[edit: after posting this, i noticed this post was kicked from a few years ago by Khalid. Well then my contribution is for good sake ;)]
@Khalid_GarayevThanks for your effort, but I think your drawing can confuse others.
I see subscriptions with the same name connected to multiple directories. That is not possible. Comparing it to a company and shelves is to simplified. I won't recommend using an Azure AD for every subsidiary, unless this a requirement for seperated administrative purposes. It's more convenient to add the different custom domain for those sub-companies to the same Azure AD.
My 2 cents:
Azure Account: Your overall account to start you Azure journey. Also your billing account
Azure AD: Your directory for authentication and authorization
Azure Subscription: The container where your created resources are created. Billing is per subscription
(multiple subscription can have the same Azure AD). You can also set specific Azure policies on subscription level.

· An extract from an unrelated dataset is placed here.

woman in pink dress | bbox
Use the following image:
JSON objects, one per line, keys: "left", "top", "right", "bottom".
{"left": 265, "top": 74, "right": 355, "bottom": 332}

Azure Resource Groups: A logical group of resources belonging to the same application environment and lifecycle.
Within this construction you can seperate access to resource groups for departments by using clear RBAC roles.
Using multiple subscriptions can be convenient for administrative/billing use, or for example sandbox and test vs production environment. I don't recommend a subscription per department except when for example developers having their separate subscriptions. But then it's still rather based on usage than on a specific department.